No creo que adelantar algo sobre la trama sea un “spoiler”, como se dice ahora en inglés (ya que la traducción española “destripar” que recomienda la RAE es una sandez). No revelaré más de lo que leí en el material de difusión de la productora: el filme se inspira en un hecho real sucedido durante la dictadura militar en una casa de hacienda donde Anita y su tía Lu (Alejandra Lanza) son retenidas por un capitán y su tropa que busca a supuestos guerrilleros y pruebas de la complicidad de la madre de Anita con ellos.
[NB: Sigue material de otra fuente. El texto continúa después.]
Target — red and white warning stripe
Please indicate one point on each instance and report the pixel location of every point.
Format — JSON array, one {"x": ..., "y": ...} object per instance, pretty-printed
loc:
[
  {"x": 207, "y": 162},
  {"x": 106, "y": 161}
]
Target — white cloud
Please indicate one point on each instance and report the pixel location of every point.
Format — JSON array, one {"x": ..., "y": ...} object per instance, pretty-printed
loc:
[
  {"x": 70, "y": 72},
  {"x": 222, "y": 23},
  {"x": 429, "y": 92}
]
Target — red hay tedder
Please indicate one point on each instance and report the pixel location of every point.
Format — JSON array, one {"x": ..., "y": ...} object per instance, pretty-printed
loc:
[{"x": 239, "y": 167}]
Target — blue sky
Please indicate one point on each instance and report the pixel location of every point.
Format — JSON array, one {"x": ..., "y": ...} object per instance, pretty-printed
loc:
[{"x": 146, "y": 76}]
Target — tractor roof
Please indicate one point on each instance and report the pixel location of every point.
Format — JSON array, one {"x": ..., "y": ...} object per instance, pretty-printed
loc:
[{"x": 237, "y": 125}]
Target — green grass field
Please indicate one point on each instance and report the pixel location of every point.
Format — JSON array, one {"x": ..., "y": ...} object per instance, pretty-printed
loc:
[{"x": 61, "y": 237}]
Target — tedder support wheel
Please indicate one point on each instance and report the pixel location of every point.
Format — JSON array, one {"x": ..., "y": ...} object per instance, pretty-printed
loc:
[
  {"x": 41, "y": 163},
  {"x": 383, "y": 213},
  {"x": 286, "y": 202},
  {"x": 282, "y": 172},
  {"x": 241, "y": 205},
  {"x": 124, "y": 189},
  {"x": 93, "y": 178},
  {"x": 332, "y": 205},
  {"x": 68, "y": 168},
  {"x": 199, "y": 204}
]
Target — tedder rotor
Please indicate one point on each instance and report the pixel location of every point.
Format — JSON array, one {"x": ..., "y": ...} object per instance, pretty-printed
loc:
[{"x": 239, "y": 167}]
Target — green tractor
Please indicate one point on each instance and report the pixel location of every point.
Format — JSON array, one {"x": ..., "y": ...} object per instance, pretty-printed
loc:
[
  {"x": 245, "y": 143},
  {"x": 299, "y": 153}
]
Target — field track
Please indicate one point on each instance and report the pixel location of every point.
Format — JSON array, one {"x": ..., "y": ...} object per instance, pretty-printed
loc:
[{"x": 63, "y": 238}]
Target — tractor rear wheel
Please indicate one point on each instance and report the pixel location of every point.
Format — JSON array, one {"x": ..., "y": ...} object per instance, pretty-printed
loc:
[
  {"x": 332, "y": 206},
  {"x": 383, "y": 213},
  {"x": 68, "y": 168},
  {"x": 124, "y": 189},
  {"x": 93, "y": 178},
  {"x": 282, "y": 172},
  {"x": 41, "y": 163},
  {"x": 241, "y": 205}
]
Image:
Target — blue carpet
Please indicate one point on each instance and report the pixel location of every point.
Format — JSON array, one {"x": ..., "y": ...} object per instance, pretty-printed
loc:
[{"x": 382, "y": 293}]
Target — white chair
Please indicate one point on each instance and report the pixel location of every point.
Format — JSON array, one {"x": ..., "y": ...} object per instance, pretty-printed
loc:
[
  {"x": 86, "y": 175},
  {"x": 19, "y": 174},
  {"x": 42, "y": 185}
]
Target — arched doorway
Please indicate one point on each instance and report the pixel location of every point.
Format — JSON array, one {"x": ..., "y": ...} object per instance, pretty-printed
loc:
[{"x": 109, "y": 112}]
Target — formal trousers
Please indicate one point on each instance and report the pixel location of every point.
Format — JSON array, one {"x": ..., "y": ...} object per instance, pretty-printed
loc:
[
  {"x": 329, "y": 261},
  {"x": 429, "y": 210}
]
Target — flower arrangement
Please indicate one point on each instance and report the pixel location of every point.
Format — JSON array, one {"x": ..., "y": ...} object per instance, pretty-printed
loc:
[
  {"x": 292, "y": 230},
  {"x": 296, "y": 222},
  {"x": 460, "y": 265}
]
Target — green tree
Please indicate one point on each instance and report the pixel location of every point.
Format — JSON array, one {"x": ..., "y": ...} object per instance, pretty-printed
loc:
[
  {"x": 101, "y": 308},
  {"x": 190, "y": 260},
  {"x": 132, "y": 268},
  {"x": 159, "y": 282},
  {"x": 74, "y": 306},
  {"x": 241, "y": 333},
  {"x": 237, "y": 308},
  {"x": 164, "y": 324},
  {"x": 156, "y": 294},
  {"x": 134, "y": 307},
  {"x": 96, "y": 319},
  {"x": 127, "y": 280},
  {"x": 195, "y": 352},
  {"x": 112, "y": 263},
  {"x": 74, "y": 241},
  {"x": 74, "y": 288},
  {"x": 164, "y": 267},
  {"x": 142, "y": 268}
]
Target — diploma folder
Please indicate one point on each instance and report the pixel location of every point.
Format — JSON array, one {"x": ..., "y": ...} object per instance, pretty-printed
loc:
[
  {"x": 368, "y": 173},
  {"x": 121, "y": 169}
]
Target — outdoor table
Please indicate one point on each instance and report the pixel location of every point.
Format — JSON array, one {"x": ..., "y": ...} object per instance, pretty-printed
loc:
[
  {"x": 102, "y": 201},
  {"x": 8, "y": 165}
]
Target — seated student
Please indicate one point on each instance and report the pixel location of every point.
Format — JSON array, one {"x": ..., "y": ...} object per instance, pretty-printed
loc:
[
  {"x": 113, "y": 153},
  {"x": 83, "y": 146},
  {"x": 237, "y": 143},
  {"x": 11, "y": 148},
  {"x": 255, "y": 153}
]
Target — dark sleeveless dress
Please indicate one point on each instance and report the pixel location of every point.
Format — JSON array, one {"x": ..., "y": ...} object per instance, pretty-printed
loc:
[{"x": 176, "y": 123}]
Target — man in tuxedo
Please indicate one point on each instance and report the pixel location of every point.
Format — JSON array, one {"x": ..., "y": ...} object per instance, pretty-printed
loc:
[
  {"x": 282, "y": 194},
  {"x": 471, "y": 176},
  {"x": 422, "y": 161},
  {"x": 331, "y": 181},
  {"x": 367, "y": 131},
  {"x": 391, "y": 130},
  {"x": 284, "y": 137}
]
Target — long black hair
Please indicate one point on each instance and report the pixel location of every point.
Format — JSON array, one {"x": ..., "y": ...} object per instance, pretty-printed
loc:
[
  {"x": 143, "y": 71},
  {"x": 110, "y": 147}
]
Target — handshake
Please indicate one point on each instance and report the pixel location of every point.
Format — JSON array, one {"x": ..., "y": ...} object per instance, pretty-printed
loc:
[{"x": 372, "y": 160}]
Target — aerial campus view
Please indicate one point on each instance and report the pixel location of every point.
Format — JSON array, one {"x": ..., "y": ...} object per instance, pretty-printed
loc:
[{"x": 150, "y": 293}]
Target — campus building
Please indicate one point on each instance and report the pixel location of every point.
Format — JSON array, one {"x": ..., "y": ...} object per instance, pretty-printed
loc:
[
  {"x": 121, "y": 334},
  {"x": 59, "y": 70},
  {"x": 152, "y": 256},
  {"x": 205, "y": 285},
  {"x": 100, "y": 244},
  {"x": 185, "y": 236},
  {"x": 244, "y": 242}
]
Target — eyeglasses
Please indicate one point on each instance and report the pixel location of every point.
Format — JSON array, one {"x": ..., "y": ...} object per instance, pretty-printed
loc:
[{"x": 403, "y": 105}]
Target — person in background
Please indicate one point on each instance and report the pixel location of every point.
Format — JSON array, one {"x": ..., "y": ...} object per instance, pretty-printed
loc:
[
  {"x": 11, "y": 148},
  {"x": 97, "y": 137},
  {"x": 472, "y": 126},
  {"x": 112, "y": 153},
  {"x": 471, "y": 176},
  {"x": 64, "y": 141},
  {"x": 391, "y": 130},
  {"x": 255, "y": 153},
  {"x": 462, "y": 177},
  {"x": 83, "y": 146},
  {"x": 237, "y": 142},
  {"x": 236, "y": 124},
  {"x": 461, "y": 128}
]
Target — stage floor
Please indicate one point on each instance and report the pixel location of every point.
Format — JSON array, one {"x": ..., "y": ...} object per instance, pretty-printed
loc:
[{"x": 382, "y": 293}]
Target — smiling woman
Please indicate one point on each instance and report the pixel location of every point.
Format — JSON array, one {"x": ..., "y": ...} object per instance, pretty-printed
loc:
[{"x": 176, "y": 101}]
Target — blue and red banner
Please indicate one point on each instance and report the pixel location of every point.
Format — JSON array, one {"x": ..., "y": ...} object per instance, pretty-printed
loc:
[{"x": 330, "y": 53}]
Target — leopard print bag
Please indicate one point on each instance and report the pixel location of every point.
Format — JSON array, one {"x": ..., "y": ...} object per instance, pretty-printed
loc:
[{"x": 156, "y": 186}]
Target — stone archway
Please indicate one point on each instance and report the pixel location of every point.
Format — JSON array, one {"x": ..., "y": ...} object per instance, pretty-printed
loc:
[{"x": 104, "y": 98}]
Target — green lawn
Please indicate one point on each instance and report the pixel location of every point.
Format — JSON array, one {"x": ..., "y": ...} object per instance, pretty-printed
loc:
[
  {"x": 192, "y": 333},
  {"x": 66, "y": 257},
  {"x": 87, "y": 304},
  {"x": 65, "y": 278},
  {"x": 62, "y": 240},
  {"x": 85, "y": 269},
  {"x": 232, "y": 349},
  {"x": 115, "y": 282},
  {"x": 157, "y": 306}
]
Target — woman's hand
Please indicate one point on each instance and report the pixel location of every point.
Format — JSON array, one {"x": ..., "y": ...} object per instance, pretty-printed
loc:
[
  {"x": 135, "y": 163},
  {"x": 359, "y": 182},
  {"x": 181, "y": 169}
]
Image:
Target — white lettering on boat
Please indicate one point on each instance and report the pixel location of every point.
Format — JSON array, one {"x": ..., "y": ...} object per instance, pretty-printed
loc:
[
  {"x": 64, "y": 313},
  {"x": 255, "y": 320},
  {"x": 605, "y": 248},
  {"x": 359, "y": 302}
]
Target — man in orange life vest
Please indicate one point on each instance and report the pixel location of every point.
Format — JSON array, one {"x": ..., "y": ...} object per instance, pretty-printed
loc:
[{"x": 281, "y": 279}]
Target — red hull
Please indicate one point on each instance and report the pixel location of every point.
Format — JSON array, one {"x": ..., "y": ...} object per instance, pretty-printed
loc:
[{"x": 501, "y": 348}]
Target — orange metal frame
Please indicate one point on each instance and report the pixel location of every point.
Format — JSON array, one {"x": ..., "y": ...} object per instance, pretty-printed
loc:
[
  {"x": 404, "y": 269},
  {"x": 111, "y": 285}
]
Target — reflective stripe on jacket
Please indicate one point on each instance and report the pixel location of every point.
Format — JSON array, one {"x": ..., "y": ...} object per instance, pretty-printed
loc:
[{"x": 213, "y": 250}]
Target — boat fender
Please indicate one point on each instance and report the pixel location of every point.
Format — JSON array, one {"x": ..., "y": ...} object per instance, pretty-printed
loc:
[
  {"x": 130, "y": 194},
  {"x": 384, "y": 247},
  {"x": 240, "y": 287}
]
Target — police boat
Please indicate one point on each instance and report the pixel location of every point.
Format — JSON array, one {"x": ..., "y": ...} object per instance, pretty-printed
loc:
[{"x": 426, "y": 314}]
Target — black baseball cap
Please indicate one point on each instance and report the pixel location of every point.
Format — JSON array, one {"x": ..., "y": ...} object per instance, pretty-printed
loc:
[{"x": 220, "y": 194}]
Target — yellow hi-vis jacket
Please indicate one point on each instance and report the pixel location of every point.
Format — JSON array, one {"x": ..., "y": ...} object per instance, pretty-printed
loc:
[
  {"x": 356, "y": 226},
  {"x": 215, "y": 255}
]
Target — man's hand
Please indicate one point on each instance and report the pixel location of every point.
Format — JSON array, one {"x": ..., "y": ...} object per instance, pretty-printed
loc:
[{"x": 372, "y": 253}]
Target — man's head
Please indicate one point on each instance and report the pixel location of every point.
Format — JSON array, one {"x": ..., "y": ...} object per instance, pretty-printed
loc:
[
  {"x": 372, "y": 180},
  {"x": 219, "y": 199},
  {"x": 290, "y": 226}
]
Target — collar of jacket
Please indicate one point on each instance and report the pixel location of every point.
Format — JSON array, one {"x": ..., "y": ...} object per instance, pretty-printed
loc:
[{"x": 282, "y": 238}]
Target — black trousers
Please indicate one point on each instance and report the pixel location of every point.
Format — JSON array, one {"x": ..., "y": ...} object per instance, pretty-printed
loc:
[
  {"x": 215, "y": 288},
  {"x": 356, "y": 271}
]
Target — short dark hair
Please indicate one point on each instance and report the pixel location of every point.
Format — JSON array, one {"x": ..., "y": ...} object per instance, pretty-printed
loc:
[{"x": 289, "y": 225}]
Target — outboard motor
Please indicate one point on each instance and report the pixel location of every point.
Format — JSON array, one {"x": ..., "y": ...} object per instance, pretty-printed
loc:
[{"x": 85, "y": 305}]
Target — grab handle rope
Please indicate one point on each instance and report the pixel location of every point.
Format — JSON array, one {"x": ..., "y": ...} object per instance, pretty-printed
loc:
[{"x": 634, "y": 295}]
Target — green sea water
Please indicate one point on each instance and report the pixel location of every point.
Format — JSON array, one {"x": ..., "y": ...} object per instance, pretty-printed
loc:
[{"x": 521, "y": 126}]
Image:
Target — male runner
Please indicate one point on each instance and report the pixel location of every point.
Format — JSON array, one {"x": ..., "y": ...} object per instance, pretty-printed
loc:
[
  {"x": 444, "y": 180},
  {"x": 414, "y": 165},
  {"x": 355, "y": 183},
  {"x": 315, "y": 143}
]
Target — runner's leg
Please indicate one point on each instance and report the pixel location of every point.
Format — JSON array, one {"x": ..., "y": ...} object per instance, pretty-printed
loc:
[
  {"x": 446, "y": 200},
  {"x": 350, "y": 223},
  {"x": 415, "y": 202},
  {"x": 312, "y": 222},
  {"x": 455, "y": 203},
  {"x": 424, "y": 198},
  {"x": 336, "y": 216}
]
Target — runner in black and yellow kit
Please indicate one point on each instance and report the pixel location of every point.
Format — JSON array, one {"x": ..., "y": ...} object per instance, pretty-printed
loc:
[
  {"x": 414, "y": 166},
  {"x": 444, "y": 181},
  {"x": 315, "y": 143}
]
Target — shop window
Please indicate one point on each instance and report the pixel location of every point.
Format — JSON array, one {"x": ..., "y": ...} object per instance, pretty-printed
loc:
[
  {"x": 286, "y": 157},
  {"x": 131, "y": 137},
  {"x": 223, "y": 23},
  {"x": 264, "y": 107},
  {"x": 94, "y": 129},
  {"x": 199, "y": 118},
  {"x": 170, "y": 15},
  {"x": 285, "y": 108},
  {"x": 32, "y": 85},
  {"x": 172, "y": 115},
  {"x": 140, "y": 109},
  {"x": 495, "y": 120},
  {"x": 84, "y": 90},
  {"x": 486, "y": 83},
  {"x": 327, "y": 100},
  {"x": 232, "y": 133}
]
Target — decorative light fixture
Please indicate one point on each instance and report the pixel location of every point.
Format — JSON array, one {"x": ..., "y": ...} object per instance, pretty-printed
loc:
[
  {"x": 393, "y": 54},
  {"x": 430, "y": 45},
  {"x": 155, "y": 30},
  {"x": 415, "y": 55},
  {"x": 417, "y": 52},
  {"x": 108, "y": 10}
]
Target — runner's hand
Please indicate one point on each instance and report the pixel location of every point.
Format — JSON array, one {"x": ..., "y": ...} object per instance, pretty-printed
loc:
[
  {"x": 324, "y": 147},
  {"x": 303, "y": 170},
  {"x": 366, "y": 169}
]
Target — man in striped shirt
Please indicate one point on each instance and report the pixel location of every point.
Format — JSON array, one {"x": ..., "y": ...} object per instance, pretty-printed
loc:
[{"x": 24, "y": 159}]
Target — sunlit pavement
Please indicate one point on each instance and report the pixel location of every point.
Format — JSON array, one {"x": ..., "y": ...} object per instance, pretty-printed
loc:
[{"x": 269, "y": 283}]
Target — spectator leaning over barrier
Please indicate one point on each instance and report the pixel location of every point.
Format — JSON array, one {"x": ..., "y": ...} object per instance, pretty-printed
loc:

Ana detesta a la tía que no ha visto en 25 años porque la culpa de algo que la marcó por el resto de su vida, pero intuimos desde el inicio que se quedará en Tarija más de lo que había planeado, y que la casa donde vivió de niña la atrapará afectivamente, pero no diremos cómo transcurre ese itinerario de reencuentro con el pasado y cómo se produce su propia redención. En toda historia de ficción que se respete, no importa tanto lo que se cuenta sino cómo se cuenta, porque toda historia se complementa en el lector-espectador. Los méritos de la película de Carina Oroza están precisamente en esa manera de contar lo que comenzó como un testimonio familiar.
La casa-hacienda donde se filmó el largometraje es un espacio bucólico que lo mismo sirve para recrear el miedo y la violencia de la dictadura, que los momentos de armonía familiar. Es un espacio ideal para que se desarrollen las relaciones entre las mujeres protagonistas, una casa con frutales y viñedos que se extienden hacia el rio, un río que se ha secado (como ha sucedido en la realidad con tantos ríos en Bolivia), una metáfora del país que se deteriora gradualmente en su naturaleza y en sus valores. La estructura de montaje temporal en paralelo funciona de manera eficiente. Hay dos artífices para que ello ocurra: el editor de imagen y sonido, coproductor y codirector Ramiro Fierro, y el director de fotografía Ernesto Fernández Tellería.
Otra fortaleza es la dirección de actores, en la que Cristian Mercado parece haber aportado más que en su propio personaje de macho acomplejado sin matices: Ana en sus dos versiones temporales, niña y adulta (interpretadas respectivamente por Arwen Delaine y Piti Campos, excelentes en la sutileza de sus expresiones), el extraordinario Mondacca (Nicolás, guardián de la memoria y de la ética), Alejandra Lanza (la tía creativa que lleva por dentro la procesión) y Cristian Mercado (el capitán Suárez). Frente a actores tan profesionales, algunas escenas resultan caricaturales por la sobreactuación de actores secundarios que tienden a hacer la parodia teatral de sí mismos. Quizás la idea de la directora era contrastar el humor superficial y la extroversión atribuida a los chapacos, con la densidad de una historia marcada por el dolor en la que progresivamente nos adentramos para quedar atrapados.
La casa del sur es la casa simbólica en la que nos ha tocado vivir a todos los que hemos pasado por dictaduras y gobierno autoritarios. Resuena en lo más profundo de quienes han (hemos) sido víctimas de la persecución y del exilio, pero además interpela a las nuevas generaciones que han vivido otro tipo de autoritarismo: la autocracia del MAS que ha dinamitado los valores de la ética y moral de la misma manera que las dictaduras destruyeron los cimientos de la sociedad democrática. En ese sentido la película de Carina Oroza es muy actual, porque su recuperación del pasado engarza perfectamente con un presente sombrío y poco esperanzador.